🤖 AI Summary
Existing methods for generating photorealistic human images with controlled 3D poses and camera viewpoints often rely on cumbersome manual rigging or per-pose optimization, struggling to balance efficiency and fine-grained detail preservation. This work proposes a novel diffusion-based framework that, for the first time, encodes sparse 3D human keypoints and camera extrinsics into discrete conditional tokens and injects them into the diffusion process via cross-attention mechanisms. This approach effectively circumvents ambiguities arising from 2D reprojection and maintains 3D semantic consistency under large pose and viewpoint variations.
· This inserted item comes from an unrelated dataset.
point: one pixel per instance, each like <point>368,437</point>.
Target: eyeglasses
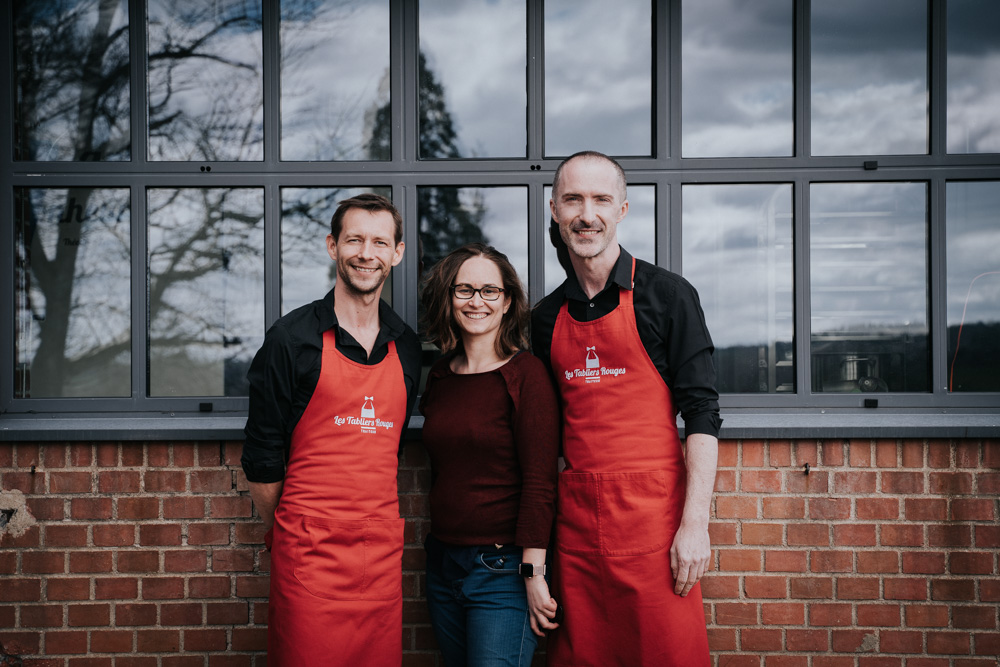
<point>488,293</point>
Coupled with our in-house GenHumanRF data generation pipeline, the method significantly outperforms existing diffusion models in perceptual quality and fidelity of intricate details—such as fabric textures and hair strands—and matches or exceeds state-of-the-art neural rendering techniques.
📝 Abstract
Digitizing humans and synthesizing photorealistic avatars with explicit 3D pose and camera controls are central to VR, telepresence, and entertainment. Existing skinning-based workflows require laborious manual rigging or template-based fittings, while neural volumetric methods rely on canonical templates and re-optimization for each unseen pose. We present PoseCraft, a diffusion framework built around tokenized 3D interface: instead of relying only on rasterized geometry as 2D control images, we encode sparse 3D landmarks and camera extrinsics as discrete conditioning tokens and inject them into diffusion via cross-attention. Our approach preserves 3D semantics by avoiding 2D re-projection ambiguity under large pose and viewpoint changes, and produces photorealistic imagery that faithfully captures identity and appearance. To train and evaluate at scale, we also implement GenHumanRF, a data generation workflow that renders diverse supervision from volumetric reconstructions. Our experiments show that PoseCraft achieves significant perceptual quality improvement over diffusion-centric methods, and attains better or comparable metrics to latest volumetric rendering SOTA while better preserving fabric and hair details.